Music Information Retrieval Technology

Alexandra L. Uitdenbogerd
RMIT University, Melbourne, Victoria, Australia (July, 2002)


The field of Music Information Retrieval research is concerned with the problem of locating pieces of music by content, for example, finding the best matches in a collection of music to a particular melody fragment. This is useful for applications such as copyright-related searches.

In this work we investigate methods for the retrieval of polyphonic music stored as musical performance data using the MIDI standard file format. We devised a three-stage approach to melody matching consisting of melody extraction, melody standardisation, and similarity measurement. We analyse the nature of musical data, compare several novel melody extraction techniques, describe many melody standardisation techniques, develop, and compare various melody similarity measurement techniques, and also develop a method for evaluating the techniques in terms of the quality of answers retrieved, based on approaches developed withing the Information Retrieval community.

We have found that a technique that was judged to work well for extracting melodies consists of selecting the highest pitch note that starts at each instant.

We have tested a variety of methods for locating similar pieces of music.

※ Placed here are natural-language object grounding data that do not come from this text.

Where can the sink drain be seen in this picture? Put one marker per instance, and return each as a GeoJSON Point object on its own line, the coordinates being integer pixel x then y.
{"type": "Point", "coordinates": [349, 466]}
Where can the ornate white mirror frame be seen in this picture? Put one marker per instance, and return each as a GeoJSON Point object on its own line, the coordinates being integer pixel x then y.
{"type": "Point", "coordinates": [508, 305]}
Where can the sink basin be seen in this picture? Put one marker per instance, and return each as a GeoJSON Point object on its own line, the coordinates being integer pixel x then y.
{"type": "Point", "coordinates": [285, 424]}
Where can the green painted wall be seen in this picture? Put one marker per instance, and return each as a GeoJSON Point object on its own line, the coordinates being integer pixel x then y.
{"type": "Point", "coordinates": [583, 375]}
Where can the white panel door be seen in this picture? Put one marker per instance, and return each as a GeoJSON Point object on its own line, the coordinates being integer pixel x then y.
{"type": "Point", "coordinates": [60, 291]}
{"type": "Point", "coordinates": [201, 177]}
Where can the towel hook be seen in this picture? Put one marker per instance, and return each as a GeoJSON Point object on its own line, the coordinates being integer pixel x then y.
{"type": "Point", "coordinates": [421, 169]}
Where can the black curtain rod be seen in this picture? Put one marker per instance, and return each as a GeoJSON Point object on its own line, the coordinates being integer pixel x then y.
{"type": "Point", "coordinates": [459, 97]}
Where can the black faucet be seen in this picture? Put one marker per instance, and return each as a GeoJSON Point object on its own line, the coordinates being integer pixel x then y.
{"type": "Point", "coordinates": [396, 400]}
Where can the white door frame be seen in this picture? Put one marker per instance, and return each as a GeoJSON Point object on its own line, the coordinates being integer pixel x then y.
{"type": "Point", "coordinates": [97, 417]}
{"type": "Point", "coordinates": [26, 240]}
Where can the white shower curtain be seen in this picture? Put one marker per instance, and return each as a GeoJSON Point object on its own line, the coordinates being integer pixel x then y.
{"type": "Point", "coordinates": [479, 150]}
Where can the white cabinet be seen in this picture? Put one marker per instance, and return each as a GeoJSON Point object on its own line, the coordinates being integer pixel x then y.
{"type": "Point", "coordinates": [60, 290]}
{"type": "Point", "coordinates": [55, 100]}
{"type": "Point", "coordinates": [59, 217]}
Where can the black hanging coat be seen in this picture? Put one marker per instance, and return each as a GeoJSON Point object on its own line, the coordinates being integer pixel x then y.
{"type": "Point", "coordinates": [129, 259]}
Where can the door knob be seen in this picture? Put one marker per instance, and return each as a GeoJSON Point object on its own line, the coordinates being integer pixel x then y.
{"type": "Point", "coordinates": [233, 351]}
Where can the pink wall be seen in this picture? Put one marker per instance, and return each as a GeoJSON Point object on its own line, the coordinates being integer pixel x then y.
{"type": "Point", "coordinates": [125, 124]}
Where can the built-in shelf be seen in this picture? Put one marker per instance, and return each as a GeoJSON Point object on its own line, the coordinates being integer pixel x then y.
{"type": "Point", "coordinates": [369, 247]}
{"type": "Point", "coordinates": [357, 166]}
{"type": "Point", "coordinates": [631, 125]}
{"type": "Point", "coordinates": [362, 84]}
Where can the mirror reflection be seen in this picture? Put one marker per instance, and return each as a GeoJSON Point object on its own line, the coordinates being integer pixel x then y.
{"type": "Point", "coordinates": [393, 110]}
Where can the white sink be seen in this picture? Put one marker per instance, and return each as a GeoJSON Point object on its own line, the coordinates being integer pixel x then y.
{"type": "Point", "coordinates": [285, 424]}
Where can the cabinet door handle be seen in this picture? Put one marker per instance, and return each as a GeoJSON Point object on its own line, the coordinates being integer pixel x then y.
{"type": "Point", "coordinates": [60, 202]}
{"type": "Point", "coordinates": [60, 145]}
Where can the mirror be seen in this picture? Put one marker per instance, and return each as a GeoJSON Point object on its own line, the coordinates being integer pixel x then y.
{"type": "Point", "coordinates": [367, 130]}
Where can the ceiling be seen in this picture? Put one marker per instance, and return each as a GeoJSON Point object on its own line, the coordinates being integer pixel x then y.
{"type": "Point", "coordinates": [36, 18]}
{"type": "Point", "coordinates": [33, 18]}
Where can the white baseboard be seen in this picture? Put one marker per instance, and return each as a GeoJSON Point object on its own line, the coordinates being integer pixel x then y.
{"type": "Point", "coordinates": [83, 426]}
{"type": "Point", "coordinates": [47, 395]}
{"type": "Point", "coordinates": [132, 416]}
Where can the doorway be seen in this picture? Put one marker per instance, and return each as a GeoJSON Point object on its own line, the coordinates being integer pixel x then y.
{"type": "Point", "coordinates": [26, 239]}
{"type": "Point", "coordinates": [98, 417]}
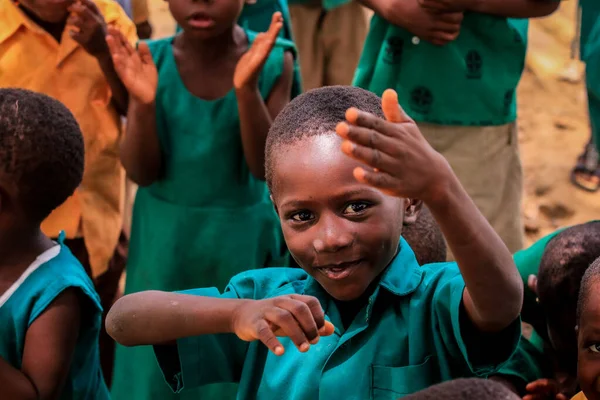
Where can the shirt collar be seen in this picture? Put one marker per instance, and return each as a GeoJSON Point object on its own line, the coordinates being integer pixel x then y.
{"type": "Point", "coordinates": [402, 277]}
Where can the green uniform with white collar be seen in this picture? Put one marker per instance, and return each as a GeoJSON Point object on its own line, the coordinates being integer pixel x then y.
{"type": "Point", "coordinates": [412, 333]}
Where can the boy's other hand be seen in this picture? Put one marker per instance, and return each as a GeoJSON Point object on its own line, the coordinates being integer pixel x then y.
{"type": "Point", "coordinates": [300, 318]}
{"type": "Point", "coordinates": [445, 6]}
{"type": "Point", "coordinates": [402, 163]}
{"type": "Point", "coordinates": [89, 28]}
{"type": "Point", "coordinates": [434, 27]}
{"type": "Point", "coordinates": [251, 63]}
{"type": "Point", "coordinates": [135, 67]}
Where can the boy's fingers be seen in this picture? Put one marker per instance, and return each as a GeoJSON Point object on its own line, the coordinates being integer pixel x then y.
{"type": "Point", "coordinates": [268, 338]}
{"type": "Point", "coordinates": [303, 315]}
{"type": "Point", "coordinates": [314, 307]}
{"type": "Point", "coordinates": [289, 325]}
{"type": "Point", "coordinates": [372, 157]}
{"type": "Point", "coordinates": [367, 120]}
{"type": "Point", "coordinates": [379, 180]}
{"type": "Point", "coordinates": [391, 107]}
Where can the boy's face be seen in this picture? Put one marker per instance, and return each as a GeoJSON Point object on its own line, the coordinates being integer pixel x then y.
{"type": "Point", "coordinates": [588, 344]}
{"type": "Point", "coordinates": [341, 232]}
{"type": "Point", "coordinates": [206, 19]}
{"type": "Point", "coordinates": [52, 11]}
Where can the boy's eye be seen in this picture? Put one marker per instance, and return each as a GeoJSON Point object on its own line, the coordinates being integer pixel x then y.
{"type": "Point", "coordinates": [302, 216]}
{"type": "Point", "coordinates": [355, 208]}
{"type": "Point", "coordinates": [595, 348]}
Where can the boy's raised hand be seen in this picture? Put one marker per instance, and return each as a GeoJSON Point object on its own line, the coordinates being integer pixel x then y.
{"type": "Point", "coordinates": [251, 63]}
{"type": "Point", "coordinates": [298, 317]}
{"type": "Point", "coordinates": [401, 161]}
{"type": "Point", "coordinates": [135, 67]}
{"type": "Point", "coordinates": [88, 27]}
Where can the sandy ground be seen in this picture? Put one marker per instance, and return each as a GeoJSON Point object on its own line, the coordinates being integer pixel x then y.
{"type": "Point", "coordinates": [553, 124]}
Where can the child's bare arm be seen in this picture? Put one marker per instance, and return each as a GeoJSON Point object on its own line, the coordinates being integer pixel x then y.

The best techniques found thus far are local alignment of intervals and coordinate matching based on n-grams, with n from 5 to 7.

In addition, we have compiled a collection of MIDI files, the representations of automatically extracted melodies of these files, a query set based on the extracted melodies, a collection of manual queries, and inferred and human relevance judgements. Experiments using these sets show that the type of query used in testing a system makes a significant difference in the outcome of an evaluation. Specifically, we found that manual queries performed best with a representation of the music collection that keeps a "melody" extracted from each instrumental part, and short automatically generated queries performed better when matched agains a representation of the collection that, for each piece, uses the melody extraction approach described above.